Infected women would have increase probability of delivering preterm infants or develop adverse complications in pregnancy outcomes such as premature rupture of the membranes, intrauterine infection and decreased infant birth weights.
Although trichomoniasis is not a very serious disease, it is very contagious. If left untreated, it could cause infection not only in the urinary tract but also in the reproductive system.

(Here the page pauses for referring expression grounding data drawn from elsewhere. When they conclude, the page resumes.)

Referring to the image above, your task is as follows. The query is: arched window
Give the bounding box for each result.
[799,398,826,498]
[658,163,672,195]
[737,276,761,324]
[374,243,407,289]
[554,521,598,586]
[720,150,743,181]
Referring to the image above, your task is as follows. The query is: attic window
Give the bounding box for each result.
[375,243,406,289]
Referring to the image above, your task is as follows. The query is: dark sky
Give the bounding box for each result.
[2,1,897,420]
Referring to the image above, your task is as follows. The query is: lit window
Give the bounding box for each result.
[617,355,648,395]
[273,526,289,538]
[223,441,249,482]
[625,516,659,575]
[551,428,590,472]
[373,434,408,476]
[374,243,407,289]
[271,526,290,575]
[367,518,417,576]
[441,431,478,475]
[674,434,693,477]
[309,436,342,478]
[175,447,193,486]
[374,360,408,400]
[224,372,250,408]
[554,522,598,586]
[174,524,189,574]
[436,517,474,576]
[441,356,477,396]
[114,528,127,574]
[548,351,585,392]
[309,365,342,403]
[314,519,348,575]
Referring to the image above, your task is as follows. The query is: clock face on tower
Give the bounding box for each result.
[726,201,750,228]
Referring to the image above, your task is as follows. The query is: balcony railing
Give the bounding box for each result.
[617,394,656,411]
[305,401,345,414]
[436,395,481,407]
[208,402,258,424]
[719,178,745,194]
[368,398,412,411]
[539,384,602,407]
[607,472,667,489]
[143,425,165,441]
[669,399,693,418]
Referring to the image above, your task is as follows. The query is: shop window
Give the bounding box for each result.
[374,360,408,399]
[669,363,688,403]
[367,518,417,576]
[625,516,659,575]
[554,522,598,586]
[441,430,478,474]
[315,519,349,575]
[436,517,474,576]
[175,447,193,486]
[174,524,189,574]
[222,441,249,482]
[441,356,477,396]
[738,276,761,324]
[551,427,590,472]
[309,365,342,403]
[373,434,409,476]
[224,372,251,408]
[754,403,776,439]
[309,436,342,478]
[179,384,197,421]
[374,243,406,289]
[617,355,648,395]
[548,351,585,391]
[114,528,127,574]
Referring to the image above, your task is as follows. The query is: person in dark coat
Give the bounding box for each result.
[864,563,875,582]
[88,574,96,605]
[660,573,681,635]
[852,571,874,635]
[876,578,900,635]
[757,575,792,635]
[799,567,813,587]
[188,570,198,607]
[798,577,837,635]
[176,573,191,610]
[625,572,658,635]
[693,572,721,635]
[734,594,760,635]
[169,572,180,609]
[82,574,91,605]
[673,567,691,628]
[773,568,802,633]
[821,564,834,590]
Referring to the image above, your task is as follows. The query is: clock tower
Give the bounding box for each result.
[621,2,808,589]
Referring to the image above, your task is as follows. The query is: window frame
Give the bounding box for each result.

Symptoms experienced by men infected with trichomoniasis are self-limiting and would usually clear up over time but are still considered carriers – capable of transmitting the organisms to their sex partners. Women, on the other hand, need to undergo treatment for trichomoniasis. It would be advisable for both partners to be treated concurrently in order to prevent re-infection. Sexual activities have to be put on hold until treatment plan has been completed.
Treatment for trichomoniasis is usually metronidazole, a nitro-imidazole antibiotic for protozoa and anaerobic bacteria. The standard dose is 400 mg BID for five to seven days. An alternative dosage is to use 2 grams in single dose. The single dose alternative is less effective and could cause additional side effects. Make sure to take the medication with food to prevent irritation of the gastrointestinal tract. Pregnant women are usually not given this medication treatment for trichomoniasis as studies have shown an increased risk in the development of birth defects as the medication can cross the placental barrier – though this is still controversial. There are increasing cases of metronidazole-resistant T. vaginalis and has prompted the search for other medications to treat the disease.
Tinidazole is the second drug of choice and is taken as single dose (2g) only. This drug is normally given to patients who do not respond to the metronidazole therapy. It has a cure rate of 83-100%. Clotrimazole vaginal suppositories were sometimes used to treat the disease but in a study made in 1997 by duBouchet showed a low cure rate (11%).
Preventive measures should also be started to avoid being infected again. Abstaining from sex is the best preventive measure or maintaining a reciprocated monogamous relationship where both partners are not infected. Protected sex is advised for the sexually active individuals – the use of condom could offer some protection.